A succinct articulation of the mission of God's people is found in the Episcopal Church's Book of Common Prayer. The question is asked, "What is the mission of the Church?" And the answer given is, "The mission of the Church is to restore all people to unity with God and with each other in Christ." To restore, to reconcile, to renew. That is the mission, the purpose, the call of God's people. It is the mission of showing the serving love and compassion that Jesus showed on the cross.
This mission is at the center of communities of Christian faith -- congregations, churches, denominations -- and this mission is at the center of the individual Christian's journey and life as well. How do we show serving love? How do I show serving love? How do we care for other human beings? How do I care for other human beings? How do we give something of ourselves? How do I give something of myself? These are questions of community and individual mission that come to us this day.
"Have this mind in you which was also in Christ Jesus," exhorts Paul. "Have the mind of the one who emptied himself, who poured himself out, who showed love so clearly and completely."
Palm Sunday is a day for us to let the mind of Christ enter our minds. It is a day to hear the most central and crucial story of the Christian faith and to let it sink in, sink in down deep into our consciousness, our hearts, our souls. "Let the mind of Christ enter you." It is the invitation to hear as a message for the world and for each one of us God's utterance of love. It is the invitation to understand that first and foremost we are loved by God. And then, then it is a day to say, "I will have this mind in me. I will act on this in some real way, through some action of compassion for others."
The results of this are quite amazing. As a pastor, I have witnessed human minds and human life change as the compassion of God becomes more and more a part of a person's life. I have seen the generosity, the service and the caring that bubbles up and pours out of the human heart. As a servant of the mission of the Church, I have seen the same thing happen in congregations, college communities, schools, organizations and even denominations as the mind and mission of Christ enter them. This service can actually change the world through mission actions of feeding the hungry, empowering the hopeless, welcoming the refugee and outcast, representing God's peace and justice, working for reconciliation, proclaiming good news, and forming people of faith generation by generation.
"Have this mind in you." It is the soul filling and soul transforming awareness that God loves the world, that God loves humanity, that God loves me. It is the soul filling and soul transforming commitment to act on and act in that love through service and mission in this world. When the church becomes distracted from that or when I become distracted from that, it is to real peril. When the church acts on that or when I act on it, the Gospel mission becomes real.
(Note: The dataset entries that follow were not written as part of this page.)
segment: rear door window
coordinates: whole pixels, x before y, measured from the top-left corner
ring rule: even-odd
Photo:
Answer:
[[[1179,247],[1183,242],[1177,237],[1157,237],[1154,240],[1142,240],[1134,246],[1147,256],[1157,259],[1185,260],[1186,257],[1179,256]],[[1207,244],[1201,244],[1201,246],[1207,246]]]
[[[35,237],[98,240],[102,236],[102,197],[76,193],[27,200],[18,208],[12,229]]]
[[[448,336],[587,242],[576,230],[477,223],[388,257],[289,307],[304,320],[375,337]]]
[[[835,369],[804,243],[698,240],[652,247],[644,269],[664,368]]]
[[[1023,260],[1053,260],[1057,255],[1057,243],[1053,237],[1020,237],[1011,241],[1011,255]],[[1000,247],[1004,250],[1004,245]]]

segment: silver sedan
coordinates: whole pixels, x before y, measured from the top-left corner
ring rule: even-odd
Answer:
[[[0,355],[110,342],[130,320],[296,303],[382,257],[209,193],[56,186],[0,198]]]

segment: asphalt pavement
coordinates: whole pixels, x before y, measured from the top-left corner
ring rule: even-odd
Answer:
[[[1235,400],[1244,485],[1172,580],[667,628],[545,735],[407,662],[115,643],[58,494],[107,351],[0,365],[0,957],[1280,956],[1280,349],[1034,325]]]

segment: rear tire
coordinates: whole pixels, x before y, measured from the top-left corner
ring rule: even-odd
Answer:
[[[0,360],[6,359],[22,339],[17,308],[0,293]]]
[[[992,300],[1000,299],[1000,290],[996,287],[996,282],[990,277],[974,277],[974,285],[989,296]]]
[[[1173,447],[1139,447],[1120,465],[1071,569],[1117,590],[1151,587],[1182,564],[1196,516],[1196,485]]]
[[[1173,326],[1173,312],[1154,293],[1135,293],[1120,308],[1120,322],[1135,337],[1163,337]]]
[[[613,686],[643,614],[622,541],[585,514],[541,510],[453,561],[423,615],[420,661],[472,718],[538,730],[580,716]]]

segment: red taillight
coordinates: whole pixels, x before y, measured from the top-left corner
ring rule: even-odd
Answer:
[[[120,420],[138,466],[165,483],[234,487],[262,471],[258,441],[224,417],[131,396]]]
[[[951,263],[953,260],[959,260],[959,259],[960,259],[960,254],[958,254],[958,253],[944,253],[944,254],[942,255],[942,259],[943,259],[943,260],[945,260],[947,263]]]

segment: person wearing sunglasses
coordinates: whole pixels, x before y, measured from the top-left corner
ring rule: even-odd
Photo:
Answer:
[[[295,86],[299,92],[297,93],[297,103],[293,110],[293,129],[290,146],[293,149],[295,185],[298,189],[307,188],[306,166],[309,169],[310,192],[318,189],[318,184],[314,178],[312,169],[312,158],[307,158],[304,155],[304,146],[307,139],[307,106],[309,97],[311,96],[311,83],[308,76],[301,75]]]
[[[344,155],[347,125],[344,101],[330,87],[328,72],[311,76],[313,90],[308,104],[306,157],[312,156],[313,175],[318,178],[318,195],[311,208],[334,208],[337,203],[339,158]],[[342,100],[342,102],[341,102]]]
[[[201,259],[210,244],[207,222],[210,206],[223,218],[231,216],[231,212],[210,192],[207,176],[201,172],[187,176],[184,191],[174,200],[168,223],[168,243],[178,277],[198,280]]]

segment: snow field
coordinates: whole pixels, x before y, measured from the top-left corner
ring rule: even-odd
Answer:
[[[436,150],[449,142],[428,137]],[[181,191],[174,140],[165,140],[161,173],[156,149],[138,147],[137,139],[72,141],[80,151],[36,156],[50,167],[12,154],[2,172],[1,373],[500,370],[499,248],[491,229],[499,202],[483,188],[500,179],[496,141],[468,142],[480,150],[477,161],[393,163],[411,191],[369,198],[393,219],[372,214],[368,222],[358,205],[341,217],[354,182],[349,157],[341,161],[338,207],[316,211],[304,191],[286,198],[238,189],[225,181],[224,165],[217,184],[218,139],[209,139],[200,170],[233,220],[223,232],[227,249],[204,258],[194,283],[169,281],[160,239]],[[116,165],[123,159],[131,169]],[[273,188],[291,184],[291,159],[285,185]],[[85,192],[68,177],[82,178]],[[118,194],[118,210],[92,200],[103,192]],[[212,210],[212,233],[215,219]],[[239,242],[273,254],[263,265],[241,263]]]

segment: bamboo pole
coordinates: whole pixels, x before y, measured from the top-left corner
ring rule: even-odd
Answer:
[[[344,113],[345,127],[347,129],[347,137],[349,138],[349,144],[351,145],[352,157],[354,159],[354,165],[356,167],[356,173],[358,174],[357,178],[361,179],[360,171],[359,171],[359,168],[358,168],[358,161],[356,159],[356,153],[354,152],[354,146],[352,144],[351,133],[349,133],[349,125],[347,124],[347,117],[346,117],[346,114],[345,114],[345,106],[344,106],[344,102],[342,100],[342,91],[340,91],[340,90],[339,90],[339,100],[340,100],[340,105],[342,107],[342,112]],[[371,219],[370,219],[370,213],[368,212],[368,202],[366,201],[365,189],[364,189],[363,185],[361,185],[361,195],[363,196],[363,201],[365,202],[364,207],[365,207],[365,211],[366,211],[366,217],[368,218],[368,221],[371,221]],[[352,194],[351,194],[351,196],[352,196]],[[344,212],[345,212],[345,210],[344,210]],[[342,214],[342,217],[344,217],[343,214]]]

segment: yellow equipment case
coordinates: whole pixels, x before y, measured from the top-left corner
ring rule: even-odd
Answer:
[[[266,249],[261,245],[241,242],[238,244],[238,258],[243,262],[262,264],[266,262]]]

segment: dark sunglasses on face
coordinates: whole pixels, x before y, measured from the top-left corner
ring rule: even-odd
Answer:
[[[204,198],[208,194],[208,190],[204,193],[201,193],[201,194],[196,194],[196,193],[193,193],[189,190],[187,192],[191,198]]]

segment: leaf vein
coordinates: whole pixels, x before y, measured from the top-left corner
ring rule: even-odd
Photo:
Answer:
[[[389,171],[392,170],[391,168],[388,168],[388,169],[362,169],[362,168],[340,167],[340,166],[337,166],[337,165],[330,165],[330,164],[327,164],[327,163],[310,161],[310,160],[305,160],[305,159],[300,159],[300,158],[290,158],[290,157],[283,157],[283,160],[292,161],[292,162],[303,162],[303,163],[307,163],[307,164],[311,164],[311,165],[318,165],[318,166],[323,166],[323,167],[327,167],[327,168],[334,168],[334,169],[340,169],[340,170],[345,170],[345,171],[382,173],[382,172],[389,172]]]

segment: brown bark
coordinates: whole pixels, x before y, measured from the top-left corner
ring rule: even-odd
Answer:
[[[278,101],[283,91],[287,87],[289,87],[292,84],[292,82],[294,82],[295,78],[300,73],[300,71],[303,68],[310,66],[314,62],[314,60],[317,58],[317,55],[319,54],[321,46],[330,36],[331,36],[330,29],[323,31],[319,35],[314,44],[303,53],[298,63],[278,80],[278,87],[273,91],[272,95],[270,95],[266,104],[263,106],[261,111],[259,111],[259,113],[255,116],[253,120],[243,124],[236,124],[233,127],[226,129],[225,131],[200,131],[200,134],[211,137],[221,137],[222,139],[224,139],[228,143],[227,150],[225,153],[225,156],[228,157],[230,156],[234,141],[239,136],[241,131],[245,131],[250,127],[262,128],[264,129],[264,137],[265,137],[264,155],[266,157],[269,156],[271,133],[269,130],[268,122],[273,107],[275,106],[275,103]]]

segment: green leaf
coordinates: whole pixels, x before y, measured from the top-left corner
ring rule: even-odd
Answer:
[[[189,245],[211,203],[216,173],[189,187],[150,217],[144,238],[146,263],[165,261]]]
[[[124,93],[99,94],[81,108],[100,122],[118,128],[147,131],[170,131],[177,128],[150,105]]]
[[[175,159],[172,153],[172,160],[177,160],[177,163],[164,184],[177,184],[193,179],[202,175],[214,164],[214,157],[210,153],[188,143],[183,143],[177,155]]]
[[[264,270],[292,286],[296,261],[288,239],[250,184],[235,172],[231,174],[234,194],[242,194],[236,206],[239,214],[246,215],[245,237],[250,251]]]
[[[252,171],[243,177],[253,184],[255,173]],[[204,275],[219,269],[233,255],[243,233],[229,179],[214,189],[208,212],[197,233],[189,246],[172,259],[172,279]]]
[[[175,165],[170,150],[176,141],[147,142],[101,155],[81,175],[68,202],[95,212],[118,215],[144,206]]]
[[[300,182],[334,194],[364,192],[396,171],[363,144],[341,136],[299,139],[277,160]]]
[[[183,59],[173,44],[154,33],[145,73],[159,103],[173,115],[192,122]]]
"What wondrous love is this, O my soul, O my soul! What wondrous love is this, O my soul! That caused the Lord of bliss to lay aside his crown for my soul." What wondrous love poured out for us. Enter that love. Experience that love. Show forth that love.
Let us pray.
Almighty God, we pray you graciously to behold this your family, for whom our Lord Jesus Christ was willing to be betrayed and given into the hands of sinners and to suffer death upon the cross, who now lives and reigns with you and the Holy Spirit, one God, for ever and ever. Amen.